The other condition in women effectively treated with hair transplants is the alopecic scarring and hairline distortion associated with prior plastic surgery. The most common type of distortion is the loss of the sideburns caused by those rhytidectomy incisions that extend superiorly, rather than horizontally, from the upper aspect of the ear, thus pulling the temporal tuft along this superior vector.(3,4) While this incision design is superior for dealing with the lateral brow region, the hairline distortion it often produces can cause significant hair styling difficulties. Another type of distortion is the excessive elevation of the frontal hairline associated with coronal browlift incisions in patients with pre-existing high foreheads.(5) Alopecic scarring, meanwhile, most commonly occurs along the frontal and temporal incisions of browlifts, and the occipital incisions of rhytidectomy. Finally, representing a combination of hairline distortion and scarring is the loss of hair in the superior temporal region anterior to certain rhytidectomy and most browlifting incisions that is due to tension vectors in a superior-posterior direction and inadvertent transection of the superficial temporal artery. The goal of hair restoration in these cases is to restore hair growth in the scarred and thinned out areas, and to recreate the normal anatomy of the temporal tufts and the frontal and temporal hairline.

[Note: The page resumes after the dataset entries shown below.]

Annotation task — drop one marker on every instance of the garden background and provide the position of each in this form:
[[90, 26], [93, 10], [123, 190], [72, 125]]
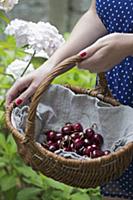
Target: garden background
[[17, 181]]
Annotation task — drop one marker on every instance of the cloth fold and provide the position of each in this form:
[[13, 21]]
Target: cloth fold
[[59, 105]]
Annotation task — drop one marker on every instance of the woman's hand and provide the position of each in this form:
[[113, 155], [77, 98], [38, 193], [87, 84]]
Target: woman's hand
[[106, 52], [26, 86]]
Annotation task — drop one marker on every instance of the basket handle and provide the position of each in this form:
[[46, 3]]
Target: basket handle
[[62, 67]]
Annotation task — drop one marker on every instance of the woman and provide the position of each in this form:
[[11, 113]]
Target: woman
[[103, 37]]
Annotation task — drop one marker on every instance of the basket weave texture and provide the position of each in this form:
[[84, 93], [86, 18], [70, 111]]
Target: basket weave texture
[[77, 173]]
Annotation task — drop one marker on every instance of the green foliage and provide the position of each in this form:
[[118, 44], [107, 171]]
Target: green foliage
[[18, 181]]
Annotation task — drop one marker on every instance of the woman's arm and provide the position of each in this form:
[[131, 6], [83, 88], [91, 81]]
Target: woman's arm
[[107, 52], [87, 30]]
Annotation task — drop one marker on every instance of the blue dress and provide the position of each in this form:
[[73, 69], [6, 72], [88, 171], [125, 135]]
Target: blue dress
[[117, 16]]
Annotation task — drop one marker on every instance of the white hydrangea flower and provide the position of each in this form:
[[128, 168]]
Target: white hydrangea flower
[[38, 36], [17, 67], [7, 5]]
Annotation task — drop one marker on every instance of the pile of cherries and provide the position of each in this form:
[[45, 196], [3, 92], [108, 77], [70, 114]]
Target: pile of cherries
[[73, 138]]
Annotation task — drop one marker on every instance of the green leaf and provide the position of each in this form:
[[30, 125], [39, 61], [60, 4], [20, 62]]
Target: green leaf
[[8, 182], [28, 193], [80, 196]]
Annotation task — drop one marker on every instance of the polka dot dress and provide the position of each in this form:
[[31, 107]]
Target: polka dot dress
[[117, 16]]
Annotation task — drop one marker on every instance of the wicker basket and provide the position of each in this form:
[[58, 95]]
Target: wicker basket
[[77, 173]]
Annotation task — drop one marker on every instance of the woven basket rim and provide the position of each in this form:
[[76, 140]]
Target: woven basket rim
[[97, 161]]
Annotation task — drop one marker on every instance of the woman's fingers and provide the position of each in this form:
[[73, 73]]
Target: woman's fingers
[[26, 94]]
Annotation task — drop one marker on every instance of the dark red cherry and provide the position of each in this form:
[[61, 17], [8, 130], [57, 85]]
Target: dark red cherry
[[53, 147], [51, 135], [94, 147], [67, 129], [80, 151], [58, 136], [66, 141], [49, 142], [97, 153], [107, 152], [86, 142], [68, 123], [89, 133], [44, 145], [67, 148], [78, 143], [98, 139], [87, 151], [77, 127]]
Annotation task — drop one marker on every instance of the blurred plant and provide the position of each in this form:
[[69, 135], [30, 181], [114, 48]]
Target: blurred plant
[[17, 181]]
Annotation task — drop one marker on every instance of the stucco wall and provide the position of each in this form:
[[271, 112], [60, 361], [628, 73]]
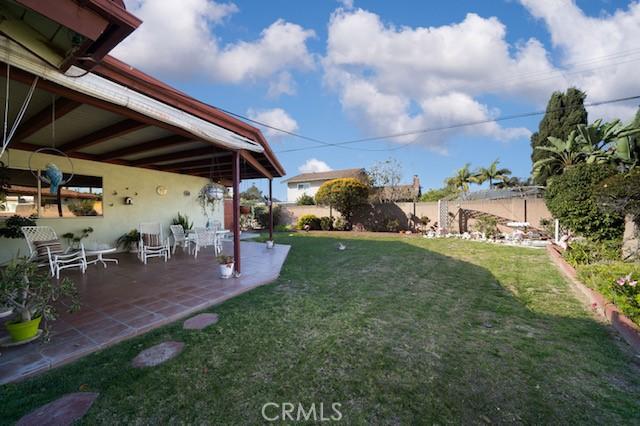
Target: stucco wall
[[512, 209], [293, 193], [118, 218]]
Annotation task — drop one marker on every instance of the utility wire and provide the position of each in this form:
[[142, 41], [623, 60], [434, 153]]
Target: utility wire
[[459, 125]]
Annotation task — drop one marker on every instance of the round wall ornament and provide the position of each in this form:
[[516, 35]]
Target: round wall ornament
[[161, 190]]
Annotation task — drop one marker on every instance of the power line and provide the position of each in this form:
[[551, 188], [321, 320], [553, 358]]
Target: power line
[[454, 126], [343, 144]]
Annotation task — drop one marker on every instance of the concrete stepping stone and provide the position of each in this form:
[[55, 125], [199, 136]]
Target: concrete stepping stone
[[63, 411], [157, 354], [200, 321]]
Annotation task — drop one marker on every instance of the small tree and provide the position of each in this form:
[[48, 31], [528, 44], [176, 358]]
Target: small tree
[[305, 200], [344, 195], [384, 177], [571, 199]]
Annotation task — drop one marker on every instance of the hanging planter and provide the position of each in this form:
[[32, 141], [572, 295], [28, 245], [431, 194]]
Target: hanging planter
[[209, 195]]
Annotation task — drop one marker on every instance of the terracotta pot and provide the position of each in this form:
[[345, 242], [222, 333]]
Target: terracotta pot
[[226, 271]]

There are a variety of hair restoration techniques, which basically differ according to graft size and the technique of graft preparation. Over the past 3 years, the technique of follicular unit grafting (FUG) has largely become accepted as the technique of choice for the majority of hair restorations. This technique requires the microscopic dissection of the donor material into grafts each containing a single follicular unit. The follicular unit consists of 1 to 4, most commonly 2 or 3 hairs, in a single bundle, with the sebaceous gland elements and other supporting tissue, surrounded by an adventitial sheath.(6) This is the way the hair on the scalp grows naturally, and theoretically, by keeping the follicular unit intact, the pattern of hair growth has the potential to be virtually completely natural. Microscopic dissection is required for FUG, in order to assure the integrity of the unit, and to allow the dissecting away from the graft of as much non-hair bearing scalp skin as possible.(7)

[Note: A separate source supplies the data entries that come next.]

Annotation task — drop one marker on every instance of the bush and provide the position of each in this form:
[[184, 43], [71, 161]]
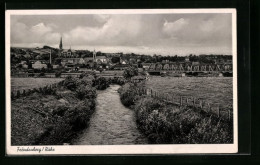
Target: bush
[[130, 72], [48, 91], [165, 123], [101, 83], [58, 74], [60, 110], [85, 92], [41, 74], [70, 83], [118, 80], [87, 80]]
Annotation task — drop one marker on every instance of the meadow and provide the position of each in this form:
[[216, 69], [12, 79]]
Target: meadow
[[30, 83], [215, 90]]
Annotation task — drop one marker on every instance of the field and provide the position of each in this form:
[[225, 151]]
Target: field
[[212, 89], [30, 83]]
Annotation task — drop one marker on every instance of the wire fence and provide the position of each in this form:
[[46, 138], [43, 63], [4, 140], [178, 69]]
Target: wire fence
[[190, 101]]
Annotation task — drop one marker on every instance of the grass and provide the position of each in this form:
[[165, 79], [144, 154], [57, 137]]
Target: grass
[[52, 118], [165, 123], [214, 89], [30, 83]]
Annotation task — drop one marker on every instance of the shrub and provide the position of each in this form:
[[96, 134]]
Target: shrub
[[60, 110], [70, 83], [48, 91], [58, 73], [84, 92], [41, 74], [101, 83], [130, 72], [87, 80], [118, 80]]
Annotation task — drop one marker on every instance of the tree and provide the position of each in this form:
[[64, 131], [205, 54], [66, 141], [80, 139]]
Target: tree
[[115, 59], [130, 72]]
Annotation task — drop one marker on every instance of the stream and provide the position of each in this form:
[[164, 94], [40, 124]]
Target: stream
[[112, 123]]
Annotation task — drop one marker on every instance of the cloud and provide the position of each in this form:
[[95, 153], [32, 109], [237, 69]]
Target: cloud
[[166, 33], [171, 28], [115, 30], [40, 29]]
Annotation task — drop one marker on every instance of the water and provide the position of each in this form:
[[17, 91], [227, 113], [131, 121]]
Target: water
[[112, 123]]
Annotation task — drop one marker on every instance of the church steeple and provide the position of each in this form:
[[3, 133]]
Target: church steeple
[[60, 43], [94, 55]]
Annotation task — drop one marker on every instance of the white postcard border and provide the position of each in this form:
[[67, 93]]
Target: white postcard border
[[120, 149]]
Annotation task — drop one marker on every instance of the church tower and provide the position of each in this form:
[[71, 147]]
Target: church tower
[[94, 56], [60, 43]]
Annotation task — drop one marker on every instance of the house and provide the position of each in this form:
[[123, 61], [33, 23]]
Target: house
[[88, 60], [101, 59], [68, 53], [74, 61], [146, 66], [39, 65], [120, 66], [195, 63]]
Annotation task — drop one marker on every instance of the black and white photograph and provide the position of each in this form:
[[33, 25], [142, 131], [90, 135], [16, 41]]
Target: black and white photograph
[[151, 81]]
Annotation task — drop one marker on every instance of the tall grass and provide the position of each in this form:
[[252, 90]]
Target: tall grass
[[67, 110], [170, 124]]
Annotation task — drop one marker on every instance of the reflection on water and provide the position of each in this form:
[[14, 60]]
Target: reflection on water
[[112, 123]]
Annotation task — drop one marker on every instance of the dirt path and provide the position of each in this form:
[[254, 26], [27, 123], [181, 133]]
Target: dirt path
[[112, 123]]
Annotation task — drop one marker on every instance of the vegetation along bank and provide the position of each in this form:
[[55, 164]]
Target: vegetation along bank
[[165, 123], [54, 116]]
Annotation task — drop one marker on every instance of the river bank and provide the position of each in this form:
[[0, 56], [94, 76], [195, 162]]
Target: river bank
[[54, 116], [112, 123], [165, 123]]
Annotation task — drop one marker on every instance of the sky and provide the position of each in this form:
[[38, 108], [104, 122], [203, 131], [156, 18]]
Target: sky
[[165, 34]]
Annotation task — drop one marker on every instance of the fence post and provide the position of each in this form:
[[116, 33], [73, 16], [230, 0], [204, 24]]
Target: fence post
[[201, 103], [209, 107], [218, 111], [12, 95], [229, 114], [18, 94]]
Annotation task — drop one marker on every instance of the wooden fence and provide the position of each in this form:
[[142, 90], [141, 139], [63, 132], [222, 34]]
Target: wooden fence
[[190, 101], [27, 92]]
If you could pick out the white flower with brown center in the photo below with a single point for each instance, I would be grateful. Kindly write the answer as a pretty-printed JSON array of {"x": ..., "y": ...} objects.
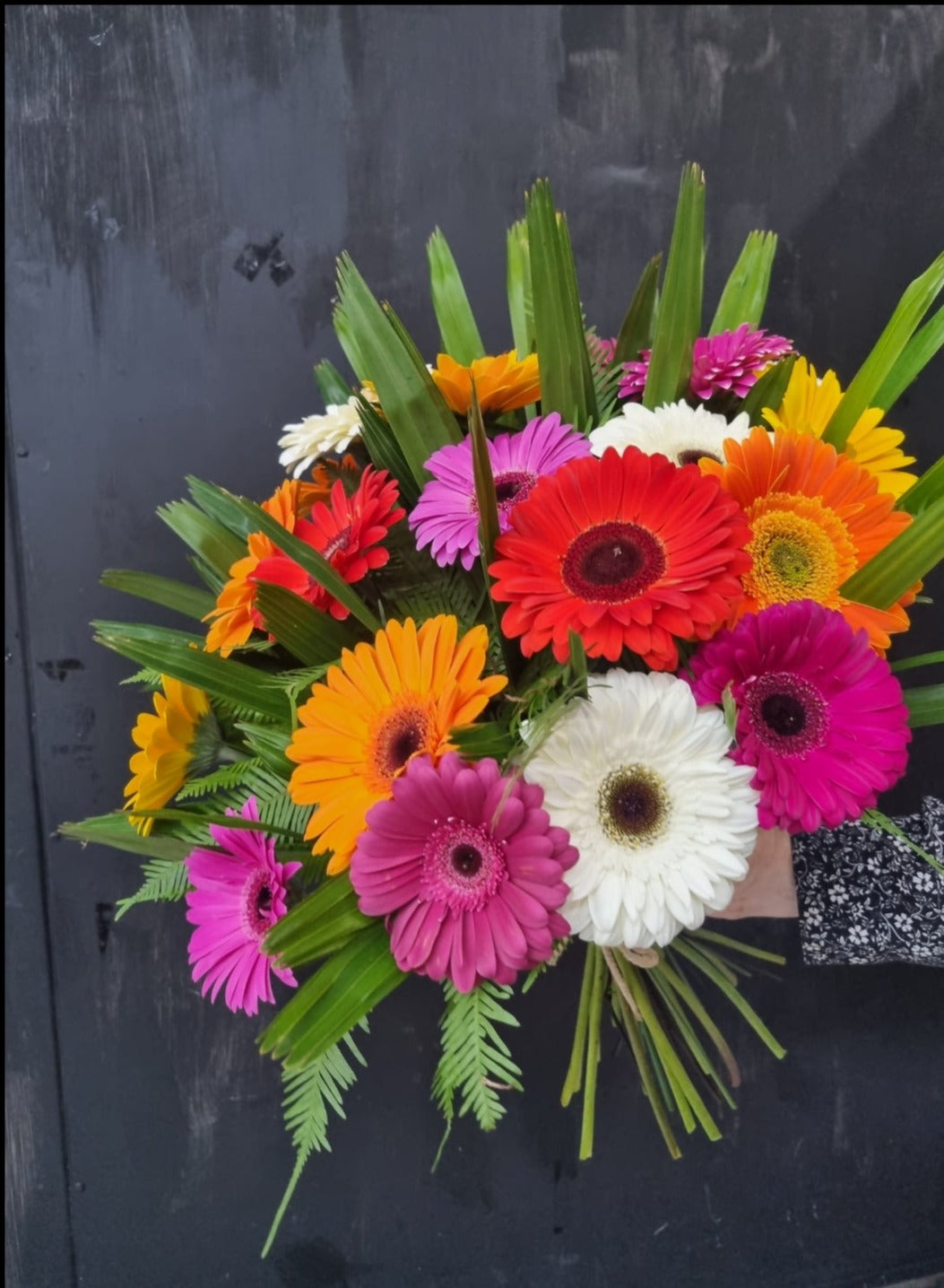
[
  {"x": 663, "y": 818},
  {"x": 681, "y": 433},
  {"x": 317, "y": 436}
]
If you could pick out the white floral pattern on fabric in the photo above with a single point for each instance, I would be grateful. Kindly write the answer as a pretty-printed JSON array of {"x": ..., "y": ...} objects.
[
  {"x": 316, "y": 436},
  {"x": 867, "y": 897}
]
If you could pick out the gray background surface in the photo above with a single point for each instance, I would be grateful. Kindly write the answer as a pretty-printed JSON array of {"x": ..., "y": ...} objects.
[{"x": 147, "y": 145}]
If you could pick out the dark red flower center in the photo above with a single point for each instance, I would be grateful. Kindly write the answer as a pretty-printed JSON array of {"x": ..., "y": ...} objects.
[
  {"x": 788, "y": 714},
  {"x": 633, "y": 804},
  {"x": 463, "y": 866},
  {"x": 613, "y": 563},
  {"x": 258, "y": 900},
  {"x": 401, "y": 735}
]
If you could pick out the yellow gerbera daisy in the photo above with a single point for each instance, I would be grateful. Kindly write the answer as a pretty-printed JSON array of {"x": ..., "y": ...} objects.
[
  {"x": 385, "y": 703},
  {"x": 501, "y": 383},
  {"x": 807, "y": 408},
  {"x": 168, "y": 744}
]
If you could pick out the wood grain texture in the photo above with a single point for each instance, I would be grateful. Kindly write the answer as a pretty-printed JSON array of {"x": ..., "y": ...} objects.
[{"x": 147, "y": 148}]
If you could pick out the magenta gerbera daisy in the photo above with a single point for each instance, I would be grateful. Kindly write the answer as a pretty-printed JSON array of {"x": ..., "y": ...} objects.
[
  {"x": 446, "y": 518},
  {"x": 819, "y": 714},
  {"x": 238, "y": 895},
  {"x": 468, "y": 870},
  {"x": 731, "y": 361}
]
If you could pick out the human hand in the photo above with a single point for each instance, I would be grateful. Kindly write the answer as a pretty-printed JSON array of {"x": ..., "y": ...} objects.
[{"x": 769, "y": 888}]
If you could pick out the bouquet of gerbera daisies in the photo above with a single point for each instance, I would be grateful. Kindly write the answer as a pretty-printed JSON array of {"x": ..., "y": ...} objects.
[{"x": 521, "y": 657}]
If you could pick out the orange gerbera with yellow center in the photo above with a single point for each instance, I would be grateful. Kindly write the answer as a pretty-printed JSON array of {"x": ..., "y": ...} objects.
[
  {"x": 385, "y": 703},
  {"x": 816, "y": 518},
  {"x": 807, "y": 408},
  {"x": 235, "y": 617},
  {"x": 168, "y": 741},
  {"x": 501, "y": 383}
]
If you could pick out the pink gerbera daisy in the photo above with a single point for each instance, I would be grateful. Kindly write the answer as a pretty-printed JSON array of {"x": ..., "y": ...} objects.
[
  {"x": 468, "y": 871},
  {"x": 820, "y": 717},
  {"x": 731, "y": 361},
  {"x": 446, "y": 517},
  {"x": 238, "y": 895}
]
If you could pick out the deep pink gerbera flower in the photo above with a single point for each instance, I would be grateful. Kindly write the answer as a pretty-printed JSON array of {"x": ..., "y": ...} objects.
[
  {"x": 733, "y": 360},
  {"x": 446, "y": 518},
  {"x": 238, "y": 897},
  {"x": 819, "y": 714},
  {"x": 468, "y": 871},
  {"x": 729, "y": 361}
]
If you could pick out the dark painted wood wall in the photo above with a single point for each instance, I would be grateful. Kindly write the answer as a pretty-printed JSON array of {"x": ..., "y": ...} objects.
[{"x": 147, "y": 145}]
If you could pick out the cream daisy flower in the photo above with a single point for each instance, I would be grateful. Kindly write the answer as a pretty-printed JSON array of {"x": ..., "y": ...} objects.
[
  {"x": 316, "y": 436},
  {"x": 681, "y": 433},
  {"x": 661, "y": 815}
]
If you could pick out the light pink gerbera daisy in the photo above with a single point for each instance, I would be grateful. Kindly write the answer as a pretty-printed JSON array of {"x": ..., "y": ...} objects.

Because of its technical difficulty, requiring a team of trained assistants to dissect as many as several thousand grafts in a single procedure, the majority of hair transplant surgeons do not perform FUG, but rather the conventional technique of micro/minigrafting (MM), also called mini/micrografting. Using accepted terminology, the micrograft contains 1 or 2 hairs, while the minigraft contains 3 to 6 hairs.(8) Dissection of these micrografts and minigrafts is performed under direct or magnified visualization. MM does not respect the integrity of the follicular unit, rather grafts are dissected out according to the numbers of hairs per graft that are required for the restoration. For example, the surgeon will request that a donor strip be divided into a certain number of 1 and 2 hair micrografts, and certain numbers of small minigrafts of 3 and 4 hairs and , perhaps, larger minigrafts of 5 and 6 hairs. With this technique, no effort is made to remove the excess non-hair bearing tissue, therefore grafts are larger than their follicular unit graft counterparts that contain the same number of hairs.

While it is beyond the scope of this paper to discuss the advantages of FUG versus MM, several distinctions can be made. MM is a simpler technique, enabling the procedure to proceed quicker with fewer assistants. In addition, some surgeons feel that MM affords them the ability to achieve a greater hair density. While technically more difficult to create, the smaller grafts of FUG allow for closer placing of grafts for increased hair density, minimal to no scarring of the recipient scalp, less trauma to already existing hairs in the area transplanted, and up to a 20% greater yield of hairs from a given sized donor strip.